I have around 376K of JSON files under a directory in S3. These files are 2.5 KB each and contain only a single record/file. When I tried to load the entire directory via the below code via Glue ETL with 20 workers:

spark.read.json("path")

It just didn't run. There was a Timeout after 5 hrs. So, I developed and ran a shell script to merge the records of these files under a single file, and when I tried to load it, it just displays a single record. The merged file size is 980 MB. It worked fine for 4 records when tested locally after merging those 4 records under a single file. It displayed 4 records as expected.

I used the below command to append the JSON records from different files under a single file:

for f in Agent/*.txt; do cat ${f} >> merged.json;done;

It doesn't have any nested JSON. I even tried the multiline option but didn't work.

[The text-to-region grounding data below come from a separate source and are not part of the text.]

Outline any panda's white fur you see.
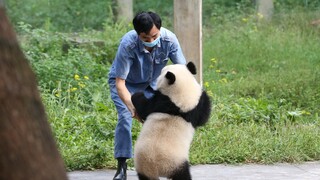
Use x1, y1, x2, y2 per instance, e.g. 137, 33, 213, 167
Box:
156, 64, 202, 112
134, 113, 194, 179
132, 62, 211, 179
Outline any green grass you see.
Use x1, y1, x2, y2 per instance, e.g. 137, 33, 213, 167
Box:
193, 10, 320, 165
191, 121, 320, 164
18, 9, 320, 170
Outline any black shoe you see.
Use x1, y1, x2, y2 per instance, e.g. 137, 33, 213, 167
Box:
113, 159, 127, 180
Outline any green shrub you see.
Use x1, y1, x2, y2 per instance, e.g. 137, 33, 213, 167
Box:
6, 0, 113, 31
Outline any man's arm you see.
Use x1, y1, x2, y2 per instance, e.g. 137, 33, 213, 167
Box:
115, 77, 137, 118
169, 34, 186, 64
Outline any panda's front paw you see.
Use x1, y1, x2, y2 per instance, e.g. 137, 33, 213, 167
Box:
131, 92, 146, 107
132, 92, 144, 102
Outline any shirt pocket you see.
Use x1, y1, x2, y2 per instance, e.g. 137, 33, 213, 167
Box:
155, 57, 169, 65
155, 52, 169, 65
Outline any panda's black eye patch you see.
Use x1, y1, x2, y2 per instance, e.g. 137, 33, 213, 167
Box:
165, 71, 176, 85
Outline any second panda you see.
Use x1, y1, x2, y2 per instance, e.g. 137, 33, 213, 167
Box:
131, 62, 212, 180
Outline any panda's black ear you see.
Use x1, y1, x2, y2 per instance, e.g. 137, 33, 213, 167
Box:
165, 71, 176, 85
187, 62, 197, 75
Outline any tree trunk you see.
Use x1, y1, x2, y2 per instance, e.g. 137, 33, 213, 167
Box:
0, 6, 67, 180
174, 0, 203, 85
114, 0, 133, 23
256, 0, 274, 21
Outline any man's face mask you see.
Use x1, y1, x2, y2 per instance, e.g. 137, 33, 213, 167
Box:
142, 35, 160, 47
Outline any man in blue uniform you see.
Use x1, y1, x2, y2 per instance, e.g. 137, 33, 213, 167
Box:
108, 11, 186, 180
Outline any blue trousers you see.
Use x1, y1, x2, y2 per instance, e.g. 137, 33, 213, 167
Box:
108, 78, 154, 159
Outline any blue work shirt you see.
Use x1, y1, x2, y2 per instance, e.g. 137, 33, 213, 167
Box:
108, 27, 186, 93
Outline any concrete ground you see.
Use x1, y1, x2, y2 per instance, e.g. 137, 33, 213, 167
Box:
68, 161, 320, 180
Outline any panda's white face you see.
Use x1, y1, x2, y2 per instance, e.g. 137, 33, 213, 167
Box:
156, 63, 202, 112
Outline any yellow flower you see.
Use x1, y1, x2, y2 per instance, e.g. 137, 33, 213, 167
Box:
74, 74, 80, 81
219, 78, 228, 83
211, 58, 217, 63
71, 87, 78, 92
257, 13, 264, 19
78, 82, 86, 88
216, 69, 221, 73
84, 76, 89, 80
242, 18, 248, 22
55, 93, 60, 97
204, 81, 210, 88
207, 90, 214, 97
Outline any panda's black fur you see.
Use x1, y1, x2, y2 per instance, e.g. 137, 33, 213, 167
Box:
132, 89, 211, 128
132, 62, 211, 180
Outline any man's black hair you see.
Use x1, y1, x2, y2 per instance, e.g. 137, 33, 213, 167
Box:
132, 11, 162, 35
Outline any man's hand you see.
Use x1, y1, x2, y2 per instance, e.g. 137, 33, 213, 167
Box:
115, 78, 144, 123
133, 112, 143, 123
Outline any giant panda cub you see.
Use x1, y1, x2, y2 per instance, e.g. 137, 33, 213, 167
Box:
131, 61, 212, 180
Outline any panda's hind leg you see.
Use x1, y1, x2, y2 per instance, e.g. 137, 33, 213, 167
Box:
170, 161, 192, 180
137, 173, 149, 180
137, 172, 159, 180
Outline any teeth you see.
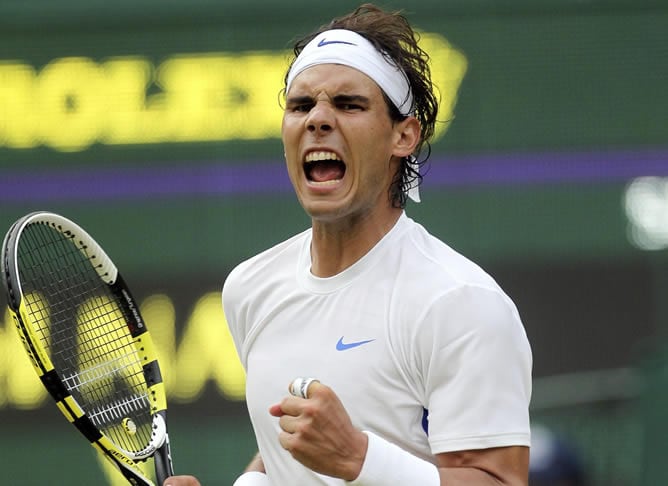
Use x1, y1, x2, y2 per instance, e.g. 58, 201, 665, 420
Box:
305, 151, 340, 163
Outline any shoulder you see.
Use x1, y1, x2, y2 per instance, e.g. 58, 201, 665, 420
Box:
224, 229, 308, 290
222, 228, 309, 313
392, 216, 527, 350
221, 228, 310, 363
398, 216, 504, 296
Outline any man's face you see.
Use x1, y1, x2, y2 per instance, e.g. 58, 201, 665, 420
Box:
281, 64, 408, 224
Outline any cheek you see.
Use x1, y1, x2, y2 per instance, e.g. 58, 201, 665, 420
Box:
280, 117, 290, 144
281, 130, 301, 183
281, 121, 299, 157
356, 127, 394, 164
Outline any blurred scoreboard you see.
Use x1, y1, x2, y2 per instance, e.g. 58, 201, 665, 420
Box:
1, 0, 666, 163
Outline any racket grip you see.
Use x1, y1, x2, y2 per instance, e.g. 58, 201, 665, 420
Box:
154, 435, 174, 486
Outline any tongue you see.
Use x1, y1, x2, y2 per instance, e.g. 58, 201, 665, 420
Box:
310, 161, 344, 182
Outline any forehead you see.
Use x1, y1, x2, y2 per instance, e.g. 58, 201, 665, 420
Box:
286, 63, 384, 97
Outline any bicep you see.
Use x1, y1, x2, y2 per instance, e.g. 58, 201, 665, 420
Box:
435, 446, 529, 485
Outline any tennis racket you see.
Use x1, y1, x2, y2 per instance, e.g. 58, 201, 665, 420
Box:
1, 211, 173, 486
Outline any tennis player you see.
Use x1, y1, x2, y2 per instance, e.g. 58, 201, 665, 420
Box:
165, 3, 532, 485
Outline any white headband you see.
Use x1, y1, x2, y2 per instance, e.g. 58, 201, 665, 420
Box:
286, 29, 414, 116
286, 29, 421, 202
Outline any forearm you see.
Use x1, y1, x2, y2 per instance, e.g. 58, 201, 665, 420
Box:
233, 452, 271, 486
243, 452, 266, 474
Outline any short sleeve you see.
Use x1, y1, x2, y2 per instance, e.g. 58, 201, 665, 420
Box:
415, 284, 532, 453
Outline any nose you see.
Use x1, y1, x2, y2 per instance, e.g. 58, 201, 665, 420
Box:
306, 101, 335, 133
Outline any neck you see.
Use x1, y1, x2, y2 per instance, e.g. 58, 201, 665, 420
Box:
309, 208, 402, 278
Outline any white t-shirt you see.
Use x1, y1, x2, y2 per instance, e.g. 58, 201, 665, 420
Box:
223, 212, 532, 485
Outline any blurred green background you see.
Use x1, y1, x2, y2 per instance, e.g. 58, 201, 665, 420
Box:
1, 0, 667, 484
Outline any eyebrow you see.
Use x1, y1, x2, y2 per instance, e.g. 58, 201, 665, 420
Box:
332, 94, 370, 104
285, 93, 371, 106
285, 95, 313, 106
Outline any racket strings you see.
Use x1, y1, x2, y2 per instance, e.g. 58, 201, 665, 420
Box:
17, 223, 154, 453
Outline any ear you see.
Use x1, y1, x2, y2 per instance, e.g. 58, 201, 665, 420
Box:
392, 116, 421, 159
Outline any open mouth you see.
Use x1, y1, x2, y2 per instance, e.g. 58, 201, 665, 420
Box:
304, 151, 346, 184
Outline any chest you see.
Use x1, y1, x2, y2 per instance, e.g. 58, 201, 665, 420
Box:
244, 287, 419, 427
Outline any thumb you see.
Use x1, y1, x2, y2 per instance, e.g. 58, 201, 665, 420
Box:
269, 403, 284, 417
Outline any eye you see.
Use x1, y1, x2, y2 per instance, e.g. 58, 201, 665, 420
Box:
286, 98, 314, 113
291, 102, 314, 113
337, 102, 363, 111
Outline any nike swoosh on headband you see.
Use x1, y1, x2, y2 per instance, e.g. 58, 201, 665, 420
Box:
336, 336, 375, 351
317, 38, 357, 47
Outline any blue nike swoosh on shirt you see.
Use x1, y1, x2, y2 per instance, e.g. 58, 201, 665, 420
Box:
317, 39, 357, 47
336, 337, 375, 351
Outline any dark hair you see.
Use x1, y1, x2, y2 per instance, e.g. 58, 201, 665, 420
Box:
285, 3, 439, 208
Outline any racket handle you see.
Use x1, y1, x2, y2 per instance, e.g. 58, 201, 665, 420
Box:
154, 435, 174, 486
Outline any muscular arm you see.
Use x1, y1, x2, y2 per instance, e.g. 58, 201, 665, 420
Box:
436, 446, 529, 485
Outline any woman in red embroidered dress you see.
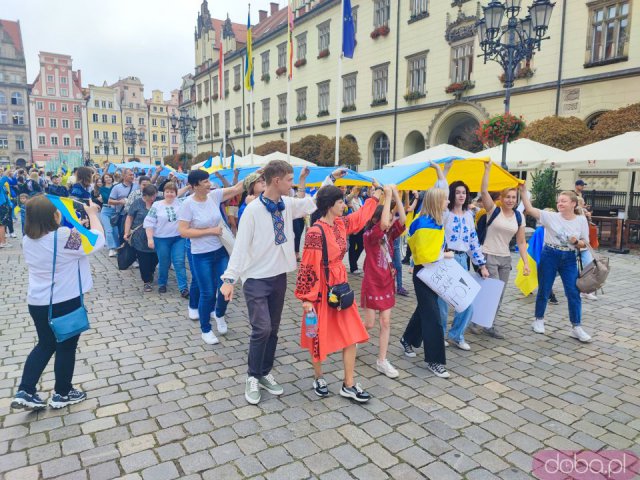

So, what could be done in this case? As per me, when merged it is not treating records separately hence causing the issue. I even tried head -n 10 to display the top 10 lines but it goes to an infinite loop.

CodePudding user response：

I have run into trouble in the past working with thousands of small files. In my case they where csv files not json. One of hte thing I did to try and debug was to create a for loop and load smaller batches then combine all the data frame together. During each iteration I would call an action to force the execution. I would log the progress to get an idea of it was making progress . And monitor how it was slowing down as the job progressed

CodePudding user response：

The problem was with my shell script that was being used to merge multiple small files. Post merge, records weren't aligned properly due to which they weren't treated as separate records.

Since I was dealing with a JSON dataset, I used jq utility to process it. Below is the shell script that would merge a large number of records into one file:

find . -name '*.txt' -exec cat '{}'   | jq -s '.' > output.txt

Later on, I was able to load the JSON records as expected.